Dear Doug: Monster Boy
Dear Doug:
My husband of 16 years and I have five well-behaved children. Everything was fine between our families until his brother married “Lenore”and they had a son, now 5 years old.
At family events, this little boy continuously bites, pulls hair and otherwise abuses his cousins. When we try to intervene, he goes after us. When we ask Lenore to use some discipline, she puts down her cigarette and tells him to stop. He laughs and continues abusing others.

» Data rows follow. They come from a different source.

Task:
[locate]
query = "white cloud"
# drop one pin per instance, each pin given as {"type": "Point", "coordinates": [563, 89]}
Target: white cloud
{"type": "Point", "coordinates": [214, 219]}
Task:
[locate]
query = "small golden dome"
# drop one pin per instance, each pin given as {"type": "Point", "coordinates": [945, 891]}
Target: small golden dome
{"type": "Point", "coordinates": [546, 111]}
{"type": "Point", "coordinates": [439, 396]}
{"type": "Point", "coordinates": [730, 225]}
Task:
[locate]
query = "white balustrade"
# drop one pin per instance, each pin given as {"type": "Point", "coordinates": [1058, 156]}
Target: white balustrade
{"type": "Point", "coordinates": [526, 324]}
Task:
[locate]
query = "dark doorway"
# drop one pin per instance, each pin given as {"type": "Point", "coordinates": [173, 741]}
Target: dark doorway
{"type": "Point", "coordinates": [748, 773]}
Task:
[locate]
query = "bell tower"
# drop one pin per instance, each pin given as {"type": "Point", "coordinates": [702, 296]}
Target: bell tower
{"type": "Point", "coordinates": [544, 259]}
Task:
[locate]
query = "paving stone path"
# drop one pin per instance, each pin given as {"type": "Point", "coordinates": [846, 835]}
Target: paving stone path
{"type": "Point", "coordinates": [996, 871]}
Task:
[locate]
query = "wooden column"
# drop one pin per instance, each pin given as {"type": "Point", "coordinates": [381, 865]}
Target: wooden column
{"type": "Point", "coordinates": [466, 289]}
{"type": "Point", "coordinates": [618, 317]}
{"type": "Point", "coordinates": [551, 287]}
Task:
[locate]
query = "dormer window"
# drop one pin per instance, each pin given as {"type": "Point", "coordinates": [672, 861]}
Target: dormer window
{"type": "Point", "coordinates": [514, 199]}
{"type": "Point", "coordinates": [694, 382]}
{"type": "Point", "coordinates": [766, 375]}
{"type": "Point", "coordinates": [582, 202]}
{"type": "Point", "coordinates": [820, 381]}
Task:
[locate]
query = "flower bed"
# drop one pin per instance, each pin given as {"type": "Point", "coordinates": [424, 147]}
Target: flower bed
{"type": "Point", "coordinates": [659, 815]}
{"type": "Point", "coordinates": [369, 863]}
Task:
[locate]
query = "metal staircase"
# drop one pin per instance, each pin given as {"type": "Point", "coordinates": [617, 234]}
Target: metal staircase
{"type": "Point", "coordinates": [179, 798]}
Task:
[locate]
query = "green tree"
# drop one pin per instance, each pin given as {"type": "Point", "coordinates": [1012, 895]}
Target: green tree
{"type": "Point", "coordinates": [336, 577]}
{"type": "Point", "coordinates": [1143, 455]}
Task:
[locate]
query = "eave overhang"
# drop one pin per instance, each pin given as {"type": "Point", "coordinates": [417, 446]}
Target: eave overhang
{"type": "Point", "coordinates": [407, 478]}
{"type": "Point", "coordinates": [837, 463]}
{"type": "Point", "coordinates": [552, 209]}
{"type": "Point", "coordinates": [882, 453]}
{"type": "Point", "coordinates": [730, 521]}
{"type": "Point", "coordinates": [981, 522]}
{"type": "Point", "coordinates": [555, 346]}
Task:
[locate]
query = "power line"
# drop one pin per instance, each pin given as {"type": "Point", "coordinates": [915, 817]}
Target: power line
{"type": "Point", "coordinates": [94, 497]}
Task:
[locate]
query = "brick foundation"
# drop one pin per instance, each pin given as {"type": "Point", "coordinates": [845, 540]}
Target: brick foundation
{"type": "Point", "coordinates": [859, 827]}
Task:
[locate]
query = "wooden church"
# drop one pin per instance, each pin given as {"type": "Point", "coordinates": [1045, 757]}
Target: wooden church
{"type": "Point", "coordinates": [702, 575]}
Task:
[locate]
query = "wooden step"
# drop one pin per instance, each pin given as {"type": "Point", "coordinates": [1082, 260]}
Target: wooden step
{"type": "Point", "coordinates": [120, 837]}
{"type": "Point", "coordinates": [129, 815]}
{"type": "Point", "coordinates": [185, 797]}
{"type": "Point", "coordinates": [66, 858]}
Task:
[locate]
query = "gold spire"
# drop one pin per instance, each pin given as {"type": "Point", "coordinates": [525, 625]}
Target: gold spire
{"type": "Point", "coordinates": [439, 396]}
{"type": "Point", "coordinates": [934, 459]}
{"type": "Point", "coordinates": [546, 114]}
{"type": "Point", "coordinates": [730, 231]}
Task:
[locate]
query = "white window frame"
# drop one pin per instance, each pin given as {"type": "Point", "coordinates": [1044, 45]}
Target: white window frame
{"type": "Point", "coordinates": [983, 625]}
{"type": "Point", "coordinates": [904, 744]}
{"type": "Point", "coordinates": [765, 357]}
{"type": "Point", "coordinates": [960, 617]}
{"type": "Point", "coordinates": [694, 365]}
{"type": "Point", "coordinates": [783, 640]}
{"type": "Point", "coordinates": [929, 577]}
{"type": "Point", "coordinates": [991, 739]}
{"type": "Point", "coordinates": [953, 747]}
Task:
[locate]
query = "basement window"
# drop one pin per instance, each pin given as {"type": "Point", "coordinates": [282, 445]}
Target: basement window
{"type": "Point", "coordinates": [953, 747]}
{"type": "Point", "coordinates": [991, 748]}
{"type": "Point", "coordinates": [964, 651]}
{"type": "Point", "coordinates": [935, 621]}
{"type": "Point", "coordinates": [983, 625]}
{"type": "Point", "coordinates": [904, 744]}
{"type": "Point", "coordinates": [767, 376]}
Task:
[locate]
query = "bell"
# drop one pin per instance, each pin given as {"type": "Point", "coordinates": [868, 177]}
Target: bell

The whole family has tried, but she makes excuses and insists that being stricter will bring on greater violence. When my husband finally told her that he will discipline the boy if she doesn’t, she became irate, threatened us with legal action and left obscene messages on our voice mail. Now our aging parents want us all together for the holidays. My children are begging not to go and I don’t want to put them”or ourselves”in harm’s way. What should we do?
Signed,
Aunt-in-law to a monster
. . . . .
Dear Aunt,
Other columnists might point out that the boy is crying out for discipline and that the parents (just where is his Dad in all this, anyway?) are abdicating. Such columnists would suggest parenting classes and behavioral counseling. They would completely ignore the fact that the combination of smoking, rearing an out-of-control child, making threats and mouthing obscenities reveals a very high likelihood that Lenore has alcoholism, which would render such classes and counseling worthless.
Your plan of action will depend upon whether she is the only addict and your husband’s brother is an extraordinarily passive enabler, or they are co-addicts. If he’s an enabler, since he has the greatest leverage in dealing with her, you will have to embark on some very quick educating. If they are both alcoholics, you can either let nature run its course out of their sights, or do everything possible to insure they experience consequences for misbehaviors, hoping to inspire sobriety before tragedy happens. Only when both are clean and sober, or one is out of their lives, will the child’s behavior have a chance of improving.
In the meantime, explain the problem to your parents and suggest that everyone cut off communication with the brother’s family until your plan of action is in place and progress has been made.
(Source for story idea: Annie’s Mailbox, November 28, 2005.)